Een verkoudheid is een vrij onschuldige aandoening die vrijwel iedereen gemiddeld een aantal keer per jaar overkomt. Een verkoudheid gaat gepaard met verschijnselen als een verstopte neus, niezen, waterige ogen, een pijnlijke keel, veelvuldig hoesten, een lichte koorts, hoofdpijn en een algemeen gevoel van niet lekker in het vel zitten.
Een verkoudheid komt het meeste voor bij jonge kinderen. In de eerste levensjaren lopen zij hun eerste verkoudheid op. Rond het zesde jaar is het immuunsysteem volgroeid en hebben zij minder last van verkoudheden. Overigens zijn we op latere leeftijd nog steeds vatbaar voor een verkoudheid. Gemiddeld heeft men drie à vier verkoudheden per jaar. De meeste verkoudheden komen voor in de lente, herfst en winter.

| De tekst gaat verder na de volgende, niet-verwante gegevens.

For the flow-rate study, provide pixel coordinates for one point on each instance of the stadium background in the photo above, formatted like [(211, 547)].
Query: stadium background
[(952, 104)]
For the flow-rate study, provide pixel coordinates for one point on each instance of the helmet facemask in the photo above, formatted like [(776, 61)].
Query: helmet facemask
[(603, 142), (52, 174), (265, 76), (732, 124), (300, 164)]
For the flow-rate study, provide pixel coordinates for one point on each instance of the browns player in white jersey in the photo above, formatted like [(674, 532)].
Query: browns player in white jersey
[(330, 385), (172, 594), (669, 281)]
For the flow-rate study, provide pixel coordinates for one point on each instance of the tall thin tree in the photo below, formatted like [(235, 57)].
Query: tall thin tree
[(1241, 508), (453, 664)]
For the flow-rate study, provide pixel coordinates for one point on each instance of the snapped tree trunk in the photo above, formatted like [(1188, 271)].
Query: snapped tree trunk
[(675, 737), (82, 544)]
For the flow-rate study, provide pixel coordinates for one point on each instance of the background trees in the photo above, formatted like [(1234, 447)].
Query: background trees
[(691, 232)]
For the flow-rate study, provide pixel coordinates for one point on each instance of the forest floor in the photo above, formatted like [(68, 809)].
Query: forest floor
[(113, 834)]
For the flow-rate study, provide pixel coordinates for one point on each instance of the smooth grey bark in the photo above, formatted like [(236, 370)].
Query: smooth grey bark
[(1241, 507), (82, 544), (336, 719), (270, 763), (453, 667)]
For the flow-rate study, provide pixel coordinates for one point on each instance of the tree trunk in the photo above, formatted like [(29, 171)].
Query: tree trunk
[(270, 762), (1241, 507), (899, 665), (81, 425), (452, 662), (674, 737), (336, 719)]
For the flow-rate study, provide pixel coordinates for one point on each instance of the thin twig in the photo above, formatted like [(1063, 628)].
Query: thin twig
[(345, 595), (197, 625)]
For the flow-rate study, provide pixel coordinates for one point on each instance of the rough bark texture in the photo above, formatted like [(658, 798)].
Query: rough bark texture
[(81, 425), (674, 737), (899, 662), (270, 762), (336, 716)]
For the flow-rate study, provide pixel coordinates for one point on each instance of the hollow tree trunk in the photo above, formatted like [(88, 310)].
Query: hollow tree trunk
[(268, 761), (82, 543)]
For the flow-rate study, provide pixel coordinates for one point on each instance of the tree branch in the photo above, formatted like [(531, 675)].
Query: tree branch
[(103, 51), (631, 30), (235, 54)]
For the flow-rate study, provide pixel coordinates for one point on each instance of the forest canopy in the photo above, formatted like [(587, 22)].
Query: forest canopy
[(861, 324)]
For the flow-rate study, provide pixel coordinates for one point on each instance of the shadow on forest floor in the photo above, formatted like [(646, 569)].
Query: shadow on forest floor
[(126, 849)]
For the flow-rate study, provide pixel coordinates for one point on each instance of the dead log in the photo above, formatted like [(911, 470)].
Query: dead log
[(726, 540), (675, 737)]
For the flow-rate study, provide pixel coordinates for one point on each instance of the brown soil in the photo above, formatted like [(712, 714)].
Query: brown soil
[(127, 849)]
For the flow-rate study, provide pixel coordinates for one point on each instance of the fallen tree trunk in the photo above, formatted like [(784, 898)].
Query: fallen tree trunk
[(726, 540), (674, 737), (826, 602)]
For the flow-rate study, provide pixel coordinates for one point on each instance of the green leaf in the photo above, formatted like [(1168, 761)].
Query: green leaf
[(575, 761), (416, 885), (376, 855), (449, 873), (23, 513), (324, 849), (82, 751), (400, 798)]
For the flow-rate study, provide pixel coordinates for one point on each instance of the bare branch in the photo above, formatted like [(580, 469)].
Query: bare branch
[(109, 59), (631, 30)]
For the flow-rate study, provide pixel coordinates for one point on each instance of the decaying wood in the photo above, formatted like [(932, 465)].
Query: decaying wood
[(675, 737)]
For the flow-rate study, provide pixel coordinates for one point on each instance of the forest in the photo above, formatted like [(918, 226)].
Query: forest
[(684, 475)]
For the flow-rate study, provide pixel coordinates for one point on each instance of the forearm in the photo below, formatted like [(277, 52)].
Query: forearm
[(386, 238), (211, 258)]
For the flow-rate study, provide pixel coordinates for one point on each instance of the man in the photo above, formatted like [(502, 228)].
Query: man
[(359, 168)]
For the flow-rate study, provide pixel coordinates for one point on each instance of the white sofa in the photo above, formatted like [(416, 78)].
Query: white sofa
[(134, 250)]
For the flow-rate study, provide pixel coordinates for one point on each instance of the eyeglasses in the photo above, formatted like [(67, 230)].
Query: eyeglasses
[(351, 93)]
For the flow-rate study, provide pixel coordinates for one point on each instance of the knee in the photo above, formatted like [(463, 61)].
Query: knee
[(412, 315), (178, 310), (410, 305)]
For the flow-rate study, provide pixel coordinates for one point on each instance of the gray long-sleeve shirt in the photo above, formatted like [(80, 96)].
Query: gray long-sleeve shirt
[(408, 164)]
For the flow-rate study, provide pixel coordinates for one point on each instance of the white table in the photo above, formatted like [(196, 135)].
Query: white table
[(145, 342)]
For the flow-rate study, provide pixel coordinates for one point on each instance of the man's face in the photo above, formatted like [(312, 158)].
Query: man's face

De meeste verkoudheden worden veroorzaakt door een virus. Het betreft meestal niet één bepaald virus maar meerdere soorten virussen door elkaar heen. Een virus treft gewoonlijk de keel en neus, maar kan ook overgaan naar de longen en oren.
Een verkoudheidsvirus is zeer besmettelijk en wordt vermoedelijk overgedragen door de uitwisseling van besmet lichaamsmateriaal. Hoesten zonder een hand voor de mond te houden en zoenen met iemand die verkouden is zijn bijvoorbeeld veelvoorkomende besmettingsbronnen.
Ouders waarschuwen hun kinderen dikwijls om niet zonder jas naar buiten te gaan wanneer de buitentemperatuur nog betrekkelijk laag is en om niet met nat haar naar buiten te gaan. Er bestaat echter geen wetenschappelijk bewijs dat dergelijke factoren van invloed zijn op het ontstaan van een verkoudheid.
Er is niet echt een behandeling voor verkoudheid. Over het algemeen kan men de verkoudheid, die meestal drie tot vier dagen duurt, het beste uitzitten.